May I suggest pulling a search for this topic, along with the others that you have posted. The majority of your questions have been delved into in great depth in other threads. The HVAC one - maybe not. I hope you did get that pay raise you were looking for

For this one - check out Schluter systems


----------



## AARC Drywall (May 11, 2008)

for tile use densheild or hardi board, but hardi board is a lot harder to cut if you do not have the correcet tools, denshield is what we use, and its made for that application. Green board is no longer recommended for wet areas, so dont use it.


----------



## andeeznuts (Feb 21, 2008)

i use hardi board everywhere where tile is .i hate durock. In bathrooms i use blueboard with a plaster slick coat on it.


----------



## cleveman (Dec 28, 2007)

denshield is the way for me. and I would suggest not stopping in the baths at 1/3-go to the ceiling. and put a backsplash in your kitchen.


----------



## CambridgeAl (Nov 23, 2008)

hardi on the walls, ditra on the floors.


----------



## Brocktologist (Sep 16, 2008)

SLSTech said:


> May I suggest pulling a search for this topic, along with the others that you have posted. The majority of your questions have been delved into in great depth in other threads. I hope you did get that pay raise you were looking for
> 
> For this one -


http://www.albinoblacksheep.com/flash/posting


----------



## Mellison (Aug 3, 2008)

Always Hardibacker for me.
The sheers I use to cut it was one of the best tools I ever bought.


----------



## katttfishh (Jun 10, 2005)

What shears are you using?





Mellison said:


> Always Hardibacker for me.
> The sheers I use to cut it was one of the best tools I ever bought.


----------



## Winchester (Jun 29, 2008)

For all of you who use Densshield, is it waterproof? what about when you screw it down?

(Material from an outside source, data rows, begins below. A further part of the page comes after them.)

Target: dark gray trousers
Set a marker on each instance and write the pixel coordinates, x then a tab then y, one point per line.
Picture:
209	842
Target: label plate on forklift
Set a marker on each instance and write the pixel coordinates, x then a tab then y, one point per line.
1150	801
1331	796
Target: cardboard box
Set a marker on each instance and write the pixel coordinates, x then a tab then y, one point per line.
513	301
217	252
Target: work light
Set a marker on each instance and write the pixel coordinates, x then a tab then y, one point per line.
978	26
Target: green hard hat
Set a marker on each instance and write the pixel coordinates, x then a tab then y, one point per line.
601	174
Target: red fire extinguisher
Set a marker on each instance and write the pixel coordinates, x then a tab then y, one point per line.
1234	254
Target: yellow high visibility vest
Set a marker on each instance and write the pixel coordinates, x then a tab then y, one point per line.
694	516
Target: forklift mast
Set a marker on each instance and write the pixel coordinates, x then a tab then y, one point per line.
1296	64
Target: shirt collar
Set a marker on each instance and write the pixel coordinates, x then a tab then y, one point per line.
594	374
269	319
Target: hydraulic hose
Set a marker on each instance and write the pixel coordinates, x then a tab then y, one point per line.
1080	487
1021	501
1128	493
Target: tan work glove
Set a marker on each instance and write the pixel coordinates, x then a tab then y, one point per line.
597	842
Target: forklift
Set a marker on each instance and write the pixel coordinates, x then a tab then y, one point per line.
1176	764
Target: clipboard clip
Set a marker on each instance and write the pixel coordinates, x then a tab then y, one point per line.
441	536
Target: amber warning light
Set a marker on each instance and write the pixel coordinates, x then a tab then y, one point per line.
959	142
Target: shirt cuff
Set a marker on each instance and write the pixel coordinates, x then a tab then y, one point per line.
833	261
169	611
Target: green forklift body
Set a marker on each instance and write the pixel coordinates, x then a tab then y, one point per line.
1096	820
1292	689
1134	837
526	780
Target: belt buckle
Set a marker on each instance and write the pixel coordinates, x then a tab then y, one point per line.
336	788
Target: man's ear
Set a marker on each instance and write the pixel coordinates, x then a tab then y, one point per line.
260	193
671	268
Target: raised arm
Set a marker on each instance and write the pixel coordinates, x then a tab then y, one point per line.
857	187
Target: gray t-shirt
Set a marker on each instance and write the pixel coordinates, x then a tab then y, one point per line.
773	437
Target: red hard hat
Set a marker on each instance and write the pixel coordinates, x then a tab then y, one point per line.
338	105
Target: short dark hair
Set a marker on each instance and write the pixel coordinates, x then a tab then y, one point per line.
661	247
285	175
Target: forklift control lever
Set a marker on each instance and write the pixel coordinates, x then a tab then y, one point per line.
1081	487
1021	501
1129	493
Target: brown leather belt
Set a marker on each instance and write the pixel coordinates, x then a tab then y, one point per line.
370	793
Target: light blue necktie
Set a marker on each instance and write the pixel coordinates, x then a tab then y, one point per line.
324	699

Just wondering. My supplier no longer carries cement board and delivered densshield to me this morning.


----------



## Mike Finley (Apr 28, 2004)

I wouldn't do anything beyond regular ole green board drywall for backer behind tile wainscotting in a bathroom. As long as the tile isn't going in a wet area that's all it needs. Doing more wouldn't be wrong, just like doubling up all the 2x4s in your walls wouldn't be wrong if you wanted to do it, but it isn't needed either. We would allow mastic behind that tile too.


----------